Mayo Clinic has successfully invalidated the patent on a method of diagnosing a rare autoimmune disorder, handing the Minnesota health system a legal victory against one of the largest private lab companies in the U.S.
Mayo prevails in patent case, but legal fight isn't over
Judge ruled the test results are products of the laws of nature, can't be patented.
The Rochester-based academic medical center was sued by Athena Diagnostics, a subsidiary of New Jersey lab-industry giant Quest Diagnostics, over Mayo's decision to offer diagnostic tests for a disease called myasthenia gravis. MG is a chronic disorder that saps people's strength over the course of a day, often leaving them with drooping eyelids, leg weakness and difficulty swallowing and breathing.
Athena claimed in its federal lawsuit, filed in Massachusetts in 2015, that Mayo's tests infringed on Athena's exclusive right to use a patented method of diagnosing MG by detecting the chemical byproducts of a molecular interaction between a man-made chemical and a lab specimen taken from a person with the disease.
On Aug. 4, U.S. District Judge Indira Talwani ruled that Athena's proprietary test results are the product of a "law of nature," which cannot be patented, and the process didn't require "inventive techniques" that would have made it proprietary.
"Mayo Clinic and Mayo Medical Laboratories remain committed to providing high-quality comprehensive testing at an affordable price. Mayo will not comment further on the Athena/Quest litigation at this time," Mayo spokeswoman Gina Chiri-Osmond said via e-mail.
Emmett McMahon, a Minneapolis partner with Robins Kaplan, which is representing Athena, said the legal case is not over. "We disagree with the district court's decision and we plan on appealing," McMahon said Thursday.
The Athena ruling follows Mayo Clinic's legal victory at the U.S. Supreme Court in 2012 over another private lab company, Prometheus Laboratories, which is owned by Swiss foods giant Nestlé SA.
In Mayo v. Prometheus, the Minnesota hospital system successfully challenged a patent involving the use of thiopurine drugs to treat autoimmune conditions like Crohn's disease and ulcerative colitis. Prometheus owned the rights to a chemical test to determine the most effective doses of thiopurine drugs, but a unanimous Supreme Court ruled that Prometheus' process was not eligible because laws of nature are not patentable and Prometheus' test was not sufficiently "inventive" to give it patent protection.

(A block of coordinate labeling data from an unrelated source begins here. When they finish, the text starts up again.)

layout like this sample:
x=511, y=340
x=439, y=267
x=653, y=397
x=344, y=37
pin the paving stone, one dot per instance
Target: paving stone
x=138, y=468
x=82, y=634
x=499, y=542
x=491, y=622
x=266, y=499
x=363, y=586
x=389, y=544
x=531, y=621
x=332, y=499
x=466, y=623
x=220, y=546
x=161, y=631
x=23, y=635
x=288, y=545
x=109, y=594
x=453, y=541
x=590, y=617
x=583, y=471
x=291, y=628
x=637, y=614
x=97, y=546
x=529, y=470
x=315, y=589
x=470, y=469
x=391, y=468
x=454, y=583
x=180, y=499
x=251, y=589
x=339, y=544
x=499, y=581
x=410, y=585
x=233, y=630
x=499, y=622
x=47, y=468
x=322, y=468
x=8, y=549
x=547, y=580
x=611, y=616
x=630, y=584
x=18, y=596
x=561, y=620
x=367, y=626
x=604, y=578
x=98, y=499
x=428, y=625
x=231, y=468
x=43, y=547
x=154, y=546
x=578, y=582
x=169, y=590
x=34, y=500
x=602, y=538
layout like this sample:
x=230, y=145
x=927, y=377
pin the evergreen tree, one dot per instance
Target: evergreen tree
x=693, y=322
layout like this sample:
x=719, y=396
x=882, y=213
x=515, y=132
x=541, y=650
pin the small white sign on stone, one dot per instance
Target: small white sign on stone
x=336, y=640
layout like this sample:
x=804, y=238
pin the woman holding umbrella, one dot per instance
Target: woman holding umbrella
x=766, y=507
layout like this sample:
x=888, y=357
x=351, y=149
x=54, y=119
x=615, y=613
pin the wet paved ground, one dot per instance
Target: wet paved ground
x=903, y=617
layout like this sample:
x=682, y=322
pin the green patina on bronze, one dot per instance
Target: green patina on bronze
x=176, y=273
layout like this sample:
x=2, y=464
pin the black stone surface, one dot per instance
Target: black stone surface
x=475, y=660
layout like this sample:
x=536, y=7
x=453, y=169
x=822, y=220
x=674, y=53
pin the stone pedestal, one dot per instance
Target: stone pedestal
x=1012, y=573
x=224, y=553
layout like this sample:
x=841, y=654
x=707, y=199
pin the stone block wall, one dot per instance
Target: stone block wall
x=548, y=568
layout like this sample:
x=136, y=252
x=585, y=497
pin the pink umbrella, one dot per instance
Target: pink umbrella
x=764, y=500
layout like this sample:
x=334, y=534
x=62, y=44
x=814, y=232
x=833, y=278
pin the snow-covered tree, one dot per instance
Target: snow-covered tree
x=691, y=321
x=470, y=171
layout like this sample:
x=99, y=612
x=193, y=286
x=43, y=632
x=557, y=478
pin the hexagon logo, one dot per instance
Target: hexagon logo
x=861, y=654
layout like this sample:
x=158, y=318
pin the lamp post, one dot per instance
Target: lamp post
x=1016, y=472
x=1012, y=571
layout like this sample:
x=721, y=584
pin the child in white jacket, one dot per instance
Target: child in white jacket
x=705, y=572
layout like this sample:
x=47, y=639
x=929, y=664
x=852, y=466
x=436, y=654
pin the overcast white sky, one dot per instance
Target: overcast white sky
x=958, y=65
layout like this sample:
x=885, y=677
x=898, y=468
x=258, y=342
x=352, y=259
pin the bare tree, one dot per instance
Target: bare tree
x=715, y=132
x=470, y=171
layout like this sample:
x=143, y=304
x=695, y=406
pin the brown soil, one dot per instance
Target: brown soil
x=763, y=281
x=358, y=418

"The sky is falling!" the influential Virginia patent attorney Gene Quinn wrote on his blog, IPWatchdog.com, after the 2012 ruling. "An enormous number of patents will now have no enforceable claims. Hundreds of billions of dollars in corporate value has been erased."
This month's ruling in Athena v. Mayo relied in part on the legal precedents in Mayo's victory over Prometheus.
"Athena's patent is similar to the patent invalidated by the Supreme Court" in 2012, Judge Talwani wrote. In the 2012 case, "a man-made substance was administered to a person, and the byproduct of the metabolization of that man-made substance was observed. ... Here, a man-made substance (I-MuSK) is administered to a sample of bodily fluid, and the byproduct (I-MuSK autoantibodies) is observed."
Athena had patent rights to a process in which a synthetic version of the natural muscle-specific tyrosine kinase (MuSK) neuroreceptor was mixed with a biological sample from a patient suspected of having MG. If the patient has a specific form of the disease, the synthetic I-MuSK will leave easily identifiable radioactive traces on antibodies in the sample, thus diagnosing the disease.
Athena's lawsuit says that medical practitioners with Mayo ordered Athena's lab test sometime before May 19, 2015, and that after that date, the health system changed its policy and decided it would not purchase Athena's test. Around the same time, Athena said, Mayo developed its own lab tests to diagnose MG, violating the patent and causing Athena to lose profits on every MG test that Mayo runs.
Athena's lawsuit called Mayo's actions "surreptitious" and purposeful.
Talwani ruled that Athena's patent did not cover the creation of the synthetic I-MuSK used in the test, but rather the application of I-MuSK to the sample, which is a chemical interaction governed by the laws of nature. Although special techniques have to be used to identify antibodies in the sample, Talwani agreed with Mayo that the process draws on widely understood concepts in laboratory medicine that cannot be patented.
In an interview Thursday, Quinn said the courts are misinterpreting patent law when it comes to proprietary lab tests, which may undermine investor confidence in funding new tests.
"It's gotten harder and harder to get these patents and keep them. And that should be a concern for everyone," Quinn said. "Because if you can't diagnose, then you can't treat."